When he’d talked to Jordan, or tried to, the psychiatrist said he’d like to give him a perfunctory physical examination. Zillah, who was nothing if not a child of her times and was in a nervous state anyway, immediately envisaged sexual abuse, but she nodded miserably. Jordan was stripped and examined.
It took two minutes for the psychiatrist to sit him up, give him a pat on the shoulder, and covering him with a blanket, say to Zillah, “This child has a hernia. Of course you must have a second opinion but I’d be very surprised if that’s not what’s wrong with him. And another may be forming on the other side.” He gave her what she interpreted as a nasty look. “If he’s been crying and vomiting he’s had it for a long time. Pain doesn’t start until the hernia’s reached a critical stage. It may even be strangulated.”

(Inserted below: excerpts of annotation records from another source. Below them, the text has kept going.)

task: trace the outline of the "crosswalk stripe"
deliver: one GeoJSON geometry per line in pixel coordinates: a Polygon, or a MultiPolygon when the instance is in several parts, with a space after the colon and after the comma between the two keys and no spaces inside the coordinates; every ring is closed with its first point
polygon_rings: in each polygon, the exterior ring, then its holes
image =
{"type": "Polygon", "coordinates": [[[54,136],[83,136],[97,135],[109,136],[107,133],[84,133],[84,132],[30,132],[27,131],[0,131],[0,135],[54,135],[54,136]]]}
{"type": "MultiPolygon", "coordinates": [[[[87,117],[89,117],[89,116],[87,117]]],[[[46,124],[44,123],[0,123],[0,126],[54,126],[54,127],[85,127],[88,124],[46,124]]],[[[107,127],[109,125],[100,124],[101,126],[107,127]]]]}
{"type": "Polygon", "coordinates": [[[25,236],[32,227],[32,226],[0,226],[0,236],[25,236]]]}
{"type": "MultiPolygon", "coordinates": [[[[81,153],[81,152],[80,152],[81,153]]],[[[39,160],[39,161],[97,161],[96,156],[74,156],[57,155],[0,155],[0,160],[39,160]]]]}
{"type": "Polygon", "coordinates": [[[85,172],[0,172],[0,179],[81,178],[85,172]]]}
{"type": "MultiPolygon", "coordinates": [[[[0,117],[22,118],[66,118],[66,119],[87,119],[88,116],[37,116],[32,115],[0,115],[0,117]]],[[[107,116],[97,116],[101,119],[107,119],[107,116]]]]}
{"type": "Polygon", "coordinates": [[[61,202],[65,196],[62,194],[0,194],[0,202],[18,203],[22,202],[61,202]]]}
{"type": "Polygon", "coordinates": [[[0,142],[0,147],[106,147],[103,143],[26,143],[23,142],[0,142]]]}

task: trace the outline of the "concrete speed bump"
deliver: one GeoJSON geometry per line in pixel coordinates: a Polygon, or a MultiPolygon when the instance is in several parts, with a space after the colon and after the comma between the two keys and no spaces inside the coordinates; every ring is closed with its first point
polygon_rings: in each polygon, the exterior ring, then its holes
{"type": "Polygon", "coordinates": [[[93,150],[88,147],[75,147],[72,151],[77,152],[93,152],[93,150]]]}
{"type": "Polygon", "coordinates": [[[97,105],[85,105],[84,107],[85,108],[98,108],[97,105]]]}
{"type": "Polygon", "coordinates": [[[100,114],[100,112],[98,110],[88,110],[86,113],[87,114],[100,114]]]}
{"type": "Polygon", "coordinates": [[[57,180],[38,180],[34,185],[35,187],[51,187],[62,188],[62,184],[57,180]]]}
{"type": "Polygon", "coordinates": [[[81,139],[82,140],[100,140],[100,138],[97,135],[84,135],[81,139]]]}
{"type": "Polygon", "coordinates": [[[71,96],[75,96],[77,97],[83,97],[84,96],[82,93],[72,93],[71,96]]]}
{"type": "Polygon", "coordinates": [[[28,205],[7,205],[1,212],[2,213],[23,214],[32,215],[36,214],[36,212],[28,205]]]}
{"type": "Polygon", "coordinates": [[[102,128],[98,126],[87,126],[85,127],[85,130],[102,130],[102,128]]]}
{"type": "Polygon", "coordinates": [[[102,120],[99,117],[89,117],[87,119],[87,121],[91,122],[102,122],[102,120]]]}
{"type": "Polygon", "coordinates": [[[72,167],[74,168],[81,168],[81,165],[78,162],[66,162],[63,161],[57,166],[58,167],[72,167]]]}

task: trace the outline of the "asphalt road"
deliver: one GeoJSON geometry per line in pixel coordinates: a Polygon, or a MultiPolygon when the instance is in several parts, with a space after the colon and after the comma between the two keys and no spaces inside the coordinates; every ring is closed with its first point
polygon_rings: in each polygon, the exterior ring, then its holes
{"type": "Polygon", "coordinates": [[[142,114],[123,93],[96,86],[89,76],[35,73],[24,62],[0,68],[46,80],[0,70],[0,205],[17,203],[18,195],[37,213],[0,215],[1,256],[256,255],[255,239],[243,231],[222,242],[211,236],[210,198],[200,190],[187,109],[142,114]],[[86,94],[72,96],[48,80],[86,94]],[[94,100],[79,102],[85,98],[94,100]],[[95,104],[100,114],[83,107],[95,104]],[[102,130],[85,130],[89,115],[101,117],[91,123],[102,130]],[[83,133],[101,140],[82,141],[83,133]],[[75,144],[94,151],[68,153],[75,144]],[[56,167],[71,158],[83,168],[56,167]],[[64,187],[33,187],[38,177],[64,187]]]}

In newspapers a tremendous story is always followed by a period of anticlimax. The tension cannot be sustained. Some cataclysmic revelation has burst upon the world and there can be follow-ups, but sometimes these are unusable, due to the principal being dead or due to appear in court or missing. But something must be found to fill the gap between the shock and triumph and the next amazing journalistic coup. Natalie had outed Jims and ruptured his discretion, but was chary of writing much more about him while he seemed to be suspected of Jeff Leach’s murder. The time had come to produce a history of Jeff’s life, a catalogue of his women. So far only his wife and the woman he was living with had been publicly named. A stunning move might be to acknowledge that she herself had been among his lovers. She had no inhibitions at all about doing this, and her boyfriend was as hardheaded about things as she. But who else should feature in her story?